At this point the user can login using previously defined credentials or create a new account.

  • Click Or register for guest access from the bottom of the login page
  • Complete the registration form

Figure 6 – Guest Registration

  • Click Register
  • The account will be created and will display the username and password to login.

Figure 7 – Guest Account Created

  • Click Sign On
  • Accept the Acceptable Use Policy

The user should now have internet access.

Wireshark Redirect from client

If you run wireshark on the local computer during the guest portal redirection phase we can determine how it works. From the figure below we can see that a connection attempt was made to http://detectportal.firefox.com, this is a built-in feature of Firefox brower to detect captive portals on public wifi networks.

Figure 8 – Wirehshark detectportal.firefox.com

Within the subsequent packet we determine that the response was HTTP 302 Page Moved and the location is the URL of the ISE PSN Portal, as defined in the Authorisation Profile.

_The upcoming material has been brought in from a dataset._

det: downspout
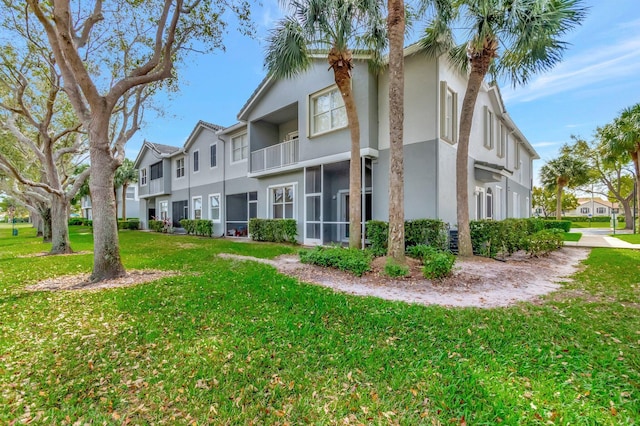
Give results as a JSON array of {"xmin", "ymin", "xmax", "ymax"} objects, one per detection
[{"xmin": 217, "ymin": 135, "xmax": 227, "ymax": 238}]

Figure 9 – Wireshark page moved

Switch Output

Ise portal builder
  • Login to the switch
  • Enter the command show authentication session interface fas 0/4

Figure 10 – Switch, URL redirection

From the output we can determine dot1x failed over to MAB, which was successful. The DACL Guest-DACL, the ACS ACL REDIRECT_ACL_CWA and the URL Redirect of the FQDN of the PSN authenticating the session was applied to the session.

This can be confirmed from the ISE Live logs.

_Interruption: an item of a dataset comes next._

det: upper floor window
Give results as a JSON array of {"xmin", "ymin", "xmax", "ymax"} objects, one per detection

Figure 11 – ISE Live Log, guest redirection

Once the user logins into the session we can determine the newly created user was successfully authenticated.

Figure 12 – ISE Live Log, authorisation successful

Repeating the command show authentication session interface fas 0/4 on the switch you will notice the DACL, Redirect ACL have been removed. This is because the user successfully re-authorised and ISE sent a CoA (change of authorisation) to the switch to remove the DACL and Redirect ACL.

Figure 13 – Successfully authorised to Guest

For failover testing we will define a null route to the first ISE PSN node hosting the Guest Portal.

  • Enter the command ip route 192.168.10.10 255.255.255.255 null0
  • Confirm the PSN is DEAD use the command show aaa server

Figure 14 – DEAD aaa server

  • Remove the computer MAC address from the ISE Endpoint Identity Group GuestEndpoints
  • Clear the authentication session on the interface with the command show authentication session fas 0/4
  • After a while run the command show authentication session interface fas 0/4

Observe the output from the figure below, the URL Redirect is now of the 2nd ISE PSN hosting the Guest Portal.

Figure 15 – PSN2 Guest Portal


PortalCertificate

Observe the output from the figure below, the ISE Live Logs confirms the Server is that of the 2nd ISE PSN.

Figure 16 – ISE2 Live Logs


This failover example demonstrated will not load balance connections between PSNs like a true Load Balancer will, it is more Active/Standby. It will however ensure that the PSN that terminates the RADIUS session is the same PSN that is used for the Guest Portal, for that session.